Data from FE Analytics shows, for example, that the average return from the IA UK All Companies funds that have beaten the FTSE All Share so far this year was 7 percentage points lower than the sector average over the three years between 2013 and 2015. In 2015, those funds – on average -returned just 0.27% compared to a 1.79% rise in the FTSE All Share and a 4.86% from the sector average – with only 30% of those funds (which are largely value-orientated portfolios with a high weighting to the likes of mining and energy) able to beat the index last year.
The performance of the SLI UK Equity Recovery fund – which holds c20% of its assets in Barclays, Glencore and Anglo American – highlights this trend perfectly, having been the best performer in the sector this year with returns of 40%, but among the five worst performers last year with losses of 6%.

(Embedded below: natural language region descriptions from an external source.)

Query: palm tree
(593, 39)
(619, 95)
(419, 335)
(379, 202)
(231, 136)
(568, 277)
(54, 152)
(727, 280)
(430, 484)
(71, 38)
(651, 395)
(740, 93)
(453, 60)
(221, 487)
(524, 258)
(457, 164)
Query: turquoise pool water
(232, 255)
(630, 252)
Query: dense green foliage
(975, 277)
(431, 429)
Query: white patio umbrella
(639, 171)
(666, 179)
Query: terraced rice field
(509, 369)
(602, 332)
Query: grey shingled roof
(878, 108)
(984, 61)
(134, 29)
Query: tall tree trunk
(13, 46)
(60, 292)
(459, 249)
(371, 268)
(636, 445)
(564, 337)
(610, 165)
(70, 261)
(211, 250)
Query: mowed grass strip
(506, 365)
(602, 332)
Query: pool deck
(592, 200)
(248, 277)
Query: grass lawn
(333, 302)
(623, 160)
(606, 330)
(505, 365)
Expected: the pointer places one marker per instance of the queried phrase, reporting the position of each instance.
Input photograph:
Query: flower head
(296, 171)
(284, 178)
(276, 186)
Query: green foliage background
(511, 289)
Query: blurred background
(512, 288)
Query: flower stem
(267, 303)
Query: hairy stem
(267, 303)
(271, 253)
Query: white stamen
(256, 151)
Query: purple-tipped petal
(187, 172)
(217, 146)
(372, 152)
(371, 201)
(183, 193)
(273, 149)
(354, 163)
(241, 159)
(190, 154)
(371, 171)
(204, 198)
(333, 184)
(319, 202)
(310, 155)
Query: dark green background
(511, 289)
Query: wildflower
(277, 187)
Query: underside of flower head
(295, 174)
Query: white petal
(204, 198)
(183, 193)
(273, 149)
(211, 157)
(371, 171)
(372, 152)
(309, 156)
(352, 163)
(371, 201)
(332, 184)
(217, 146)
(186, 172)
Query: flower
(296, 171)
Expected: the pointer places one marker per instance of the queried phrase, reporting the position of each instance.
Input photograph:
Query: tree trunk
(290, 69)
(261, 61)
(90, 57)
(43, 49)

This theme isn’t limited to the UK – around the world we have seen 2015’s ugly ducklings witness serious bouncebackability.
A hangover from 2015?
The performance of trusts this year can, largely, be attributed to markets being turned on their heads. Let’s not forget, 2015 was a year where indices struggled to make any real ground as uncertainties caused by China’s slowing growth and currency devaluation as well as falling commodity prices weighed heavily.
As such, it proved to be a stellar year for active managers as (in most instances and especially the UK) if you avoided the largest members of the index, you outperformed.

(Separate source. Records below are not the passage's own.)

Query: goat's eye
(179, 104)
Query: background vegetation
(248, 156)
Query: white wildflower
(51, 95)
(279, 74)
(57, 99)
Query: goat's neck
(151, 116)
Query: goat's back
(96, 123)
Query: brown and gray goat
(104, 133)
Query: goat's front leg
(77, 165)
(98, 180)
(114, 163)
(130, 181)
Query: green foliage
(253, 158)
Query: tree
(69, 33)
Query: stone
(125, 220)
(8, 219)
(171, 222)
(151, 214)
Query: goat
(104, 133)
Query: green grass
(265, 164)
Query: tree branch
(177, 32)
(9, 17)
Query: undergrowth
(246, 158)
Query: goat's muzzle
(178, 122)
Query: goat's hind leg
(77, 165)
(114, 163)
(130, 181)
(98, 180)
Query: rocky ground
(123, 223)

Taken on average, trusts can afford to me more ‘active’ than their OE equivalents due to their structures (such as a closed pool of capital and therefore no risk of outflows) and tend to have higher weightings to less liquid areas of the market – and 2015 proved to a year where they mainly outperformed. In six out of the 10 sectors, trusts beat their comparative indices and their OE rivals last year. In fact, trusts, on average, outperformed funds by 1 percentage point last year while 65% of the trusts we analysed beat their comparative benchmarks – again a higher figure than in the OE universe.
Performance of sectors versus indices in 2015
As such, many trusts – where turnover is generally lower than in OE funds and most are still holding last year’s winners in the hope of longer term outperformance – are simply enduring the hangover of a fantastic 2015. A good example is in Japan as in 2015, all five trusts outperformed the Topix. This year, however, only 1 is outperforming.

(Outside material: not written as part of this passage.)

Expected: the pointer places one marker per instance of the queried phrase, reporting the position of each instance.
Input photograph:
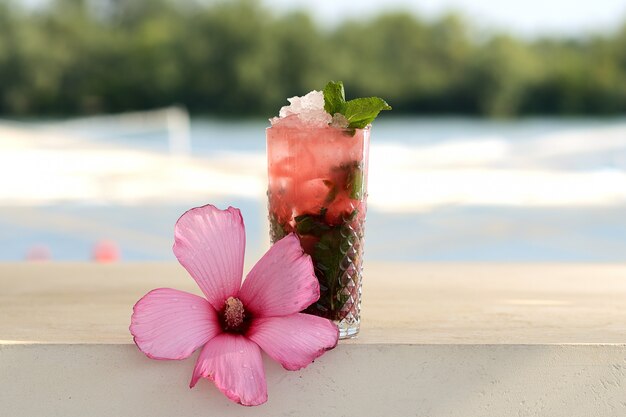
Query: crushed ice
(308, 110)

Effectively, what we have seen this year is mean reversion of the highest order. Will the largest constituents of the index continue to drive the market and active managers, especially in the trust space, continue to struggle? Who knows. However, investment trusts still dominate over the longer term
For example, in all 10 sectors, trusts have outperformed OE funds over the past 10 years to the end of November. What’s more, the average outperformance of the ‘average’ trust relative to the ‘average’ fund over that time is a stark 20 percentage points.
They also stack up very well against their respective indices. In six out of the 10 sectors, trusts have outperformed their comparative indices and the average outperformance is 6 percentage points, while some 58% of all the trusts we analysed are outperforming the index over that time.
Performance of sectors versus indices over 10yrs
As the table shows, OE funds have added significantly less value. Out of the 10 sectors, it is only the IA UK All Companies and IA Europe ex UK peer groups where the average return has been greater the index over that time. Also, across those sectors, OE funds have underperformed their comparative indices by 13 percentage points over the past decade while only 43% of the 696 OE funds we analysed have beaten their comparative index.
So, trusts have kept their title of the long-term vehicle for outperformance, despite what has turned out to be an ‘annus horribilis’ for the closed-ended structure.